Getting the right type and level of support is imperative. People with a learning disability may take longer to absorb information, learn new skills or build relationships. All the more reason, then, to have a clear picture from the start of differences between learning disabilities and mental health problems, as well as how these two fields interact.
In children and adolescents, for example, the prevalence rate for diagnosable psychiatric disorder is 36% in those with learning disabilities compared with 8% in those without. At the other end of the scale, dementia prevalence is around 22% among older people with learning disabilities versus 6% in the general over-65 population.
Complex interrelationships of mental health diagnoses
Even now, it is important to recognise that too narrow a focus on learning disabilities may lead to mental health issues being overlooked in the same patient.
This confusion deepens if healthcare providers or carers put mental health symptoms down to learning disabilities, or if mental-health and learning-disability services are not properly coordinated, with discrete models for managing challenging behaviour.
At the same time, though, it is acknowledged that certain characteristics of learning disabilities aggravate the risk of mental-health issues. These include:
- Increased susceptibility to physical health problems such as being underweight, or suffering from epilepsy or respiratory disease.
- A higher incidence of negative life events, such as deprivation, poverty or social hostility.
- Isolation and loneliness. Nearly one in three young people with learning disabilities spend less than an hour outside their home on a typical Saturday.
- Limited access to resources and skills for coping when things go wrong.
These complex interrelationships make clear that full understanding of learning disabilities as distinct from mental health issues will benefit the diagnosis and treatment of both. Conflating mental health problems and learning disabilities also has political implications, particularly if welfare policy and benefits are shaped by the misperception that learning disabilities can simply be ‘put right’.

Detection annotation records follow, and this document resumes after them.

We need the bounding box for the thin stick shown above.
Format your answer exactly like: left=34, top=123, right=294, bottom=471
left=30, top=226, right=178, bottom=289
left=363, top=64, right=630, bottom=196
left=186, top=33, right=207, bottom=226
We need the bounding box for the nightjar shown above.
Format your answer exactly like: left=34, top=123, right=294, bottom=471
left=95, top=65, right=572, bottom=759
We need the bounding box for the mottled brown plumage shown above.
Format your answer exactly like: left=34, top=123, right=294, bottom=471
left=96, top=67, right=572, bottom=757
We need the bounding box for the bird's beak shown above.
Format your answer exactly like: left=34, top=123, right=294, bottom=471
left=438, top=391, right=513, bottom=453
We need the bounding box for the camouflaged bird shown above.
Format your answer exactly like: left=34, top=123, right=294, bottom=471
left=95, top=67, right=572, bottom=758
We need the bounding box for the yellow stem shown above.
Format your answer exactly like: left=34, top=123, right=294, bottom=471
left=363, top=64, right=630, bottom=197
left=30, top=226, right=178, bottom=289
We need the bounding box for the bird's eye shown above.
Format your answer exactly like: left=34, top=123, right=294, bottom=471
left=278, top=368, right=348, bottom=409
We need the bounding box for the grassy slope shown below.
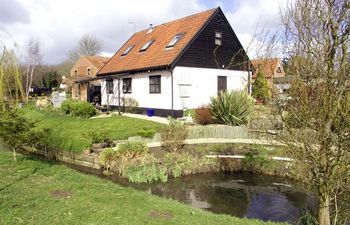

In both cases, for people with learning disabilities, and for those with mental health issues, the right approach to supporting patients and managing the daily challenges they face will depend on a number of key variables, such as age, severity, confidence or communication skills.
Only by understanding the particular circumstances and features of learning disabilities, can carers and healthcare professionals tailor their support and therapeutic strategies precisely to each individual, optimising both effectiveness and outcomes.
In some cases, patients may need little more than practical help with filling in a form, accessing healthcare services or using public transport. In others, more formalised interventions such as cognitive behavioural therapy, physiotherapy, psychotherapy or speech and language support may be required.
The overarching objective should be to integrate people with learning disabilities as much as possible into the community, enabling them to neutralise stigmatisation through increased visibility, familiarity and interaction, while leading fulfilled and productive lives – ideally on their own terms.
Without real sensitivity to the nuances of learning disabilities and mental health issues, though, healthcare professionals, families, carers and the general public are at risk of selling everyone short.